La situation est telle qu’à la demande du gouvernement, une vaste consultation¹ a été déployée au Québec en 2019. Un groupe de travail sous la responsabilité du scientifique en chef du Québec, Rémi Quirion, a dévoilé un rapport sur l’université du futur, organisé autour de trois grands enjeux :
Collaborer tous azimuts pour optimiser les apports novateurs à la société ;
Captiver pour réussir la formation ;
Orchestrer savoir et société.
Ces enjeux touchent l’ensemble de la communauté universitaire, mais plus particulièrement les recrues dans la carrière professorale ou encore les aspirantes ou aspirants professeurs. En effet, leur statut de nouvel entrant dans le champ universitaire leur confère une place privilégiée, aux premières loges de la transformation de l’université.
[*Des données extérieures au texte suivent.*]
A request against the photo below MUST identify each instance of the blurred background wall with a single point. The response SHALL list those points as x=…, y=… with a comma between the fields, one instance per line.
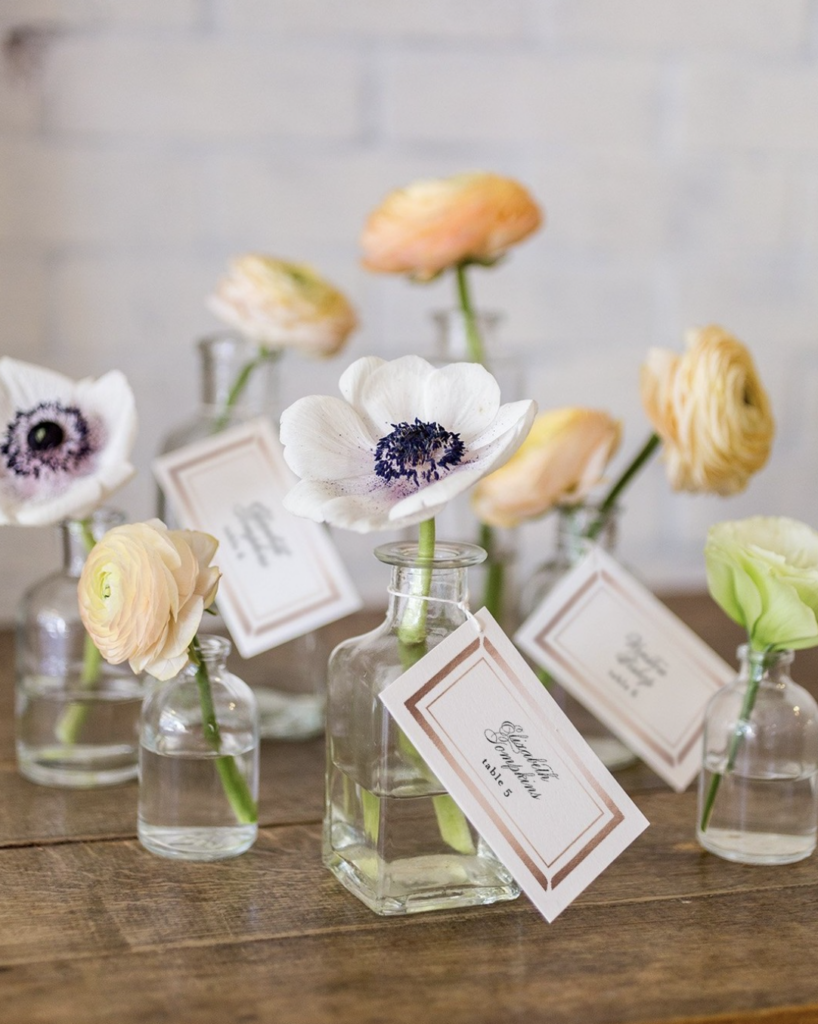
x=673, y=142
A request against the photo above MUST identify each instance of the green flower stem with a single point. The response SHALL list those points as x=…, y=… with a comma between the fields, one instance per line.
x=545, y=678
x=474, y=342
x=756, y=674
x=241, y=383
x=412, y=643
x=73, y=717
x=233, y=782
x=610, y=500
x=412, y=631
x=494, y=572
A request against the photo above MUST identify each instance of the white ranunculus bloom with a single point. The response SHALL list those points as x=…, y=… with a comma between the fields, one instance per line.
x=65, y=444
x=404, y=439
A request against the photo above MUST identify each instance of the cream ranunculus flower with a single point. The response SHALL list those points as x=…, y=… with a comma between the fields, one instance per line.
x=563, y=457
x=283, y=305
x=711, y=412
x=403, y=441
x=65, y=444
x=763, y=571
x=142, y=593
x=436, y=223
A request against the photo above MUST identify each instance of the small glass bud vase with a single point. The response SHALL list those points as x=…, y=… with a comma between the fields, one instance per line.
x=77, y=717
x=196, y=781
x=573, y=524
x=290, y=680
x=759, y=783
x=392, y=834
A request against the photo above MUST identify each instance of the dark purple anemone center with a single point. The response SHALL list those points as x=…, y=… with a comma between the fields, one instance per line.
x=418, y=452
x=46, y=440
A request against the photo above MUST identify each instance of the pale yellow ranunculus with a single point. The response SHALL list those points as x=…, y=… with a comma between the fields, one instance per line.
x=563, y=457
x=142, y=593
x=436, y=223
x=283, y=305
x=711, y=412
x=763, y=571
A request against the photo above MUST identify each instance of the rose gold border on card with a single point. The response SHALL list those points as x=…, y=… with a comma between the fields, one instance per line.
x=650, y=737
x=178, y=474
x=491, y=656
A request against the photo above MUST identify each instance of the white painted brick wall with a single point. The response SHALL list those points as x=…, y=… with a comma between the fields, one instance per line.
x=673, y=142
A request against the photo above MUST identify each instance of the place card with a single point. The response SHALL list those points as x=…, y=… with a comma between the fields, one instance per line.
x=514, y=764
x=282, y=576
x=619, y=651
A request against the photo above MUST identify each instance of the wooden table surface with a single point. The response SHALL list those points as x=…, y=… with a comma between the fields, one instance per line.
x=94, y=929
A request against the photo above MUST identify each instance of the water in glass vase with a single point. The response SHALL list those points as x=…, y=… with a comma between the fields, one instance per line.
x=778, y=815
x=70, y=734
x=183, y=810
x=409, y=851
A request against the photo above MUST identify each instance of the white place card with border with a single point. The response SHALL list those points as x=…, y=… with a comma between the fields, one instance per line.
x=514, y=764
x=282, y=576
x=625, y=655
C’est pourquoi nous avons souhaité reproduire une démarche déjà éprouvée dans un autre ouvrage collectif destiné à la relève professorale (Allaire et Deschenaux, 2022). Au début de l’année 2023, un appel de textes a circulé dans divers réseaux universitaires, dont principalement celui des Fonds de recherche du Québec. Des textes à propos des trois enjeux mentionnés précédemment ont été sollicités et une vingtaine de propositions ont été reçues. Elles ont été évaluées à partir de différents critères, dont la diversité des thématiques et des champs disciplinaires, la diversité d’expérience en milieu universitaire (début, milieu et fin de carrière), tout en ayant en tête de diversifier le rattachement institutionnel et le genre des auteures et auteurs. Les dix textes retenus répondent à ces critères.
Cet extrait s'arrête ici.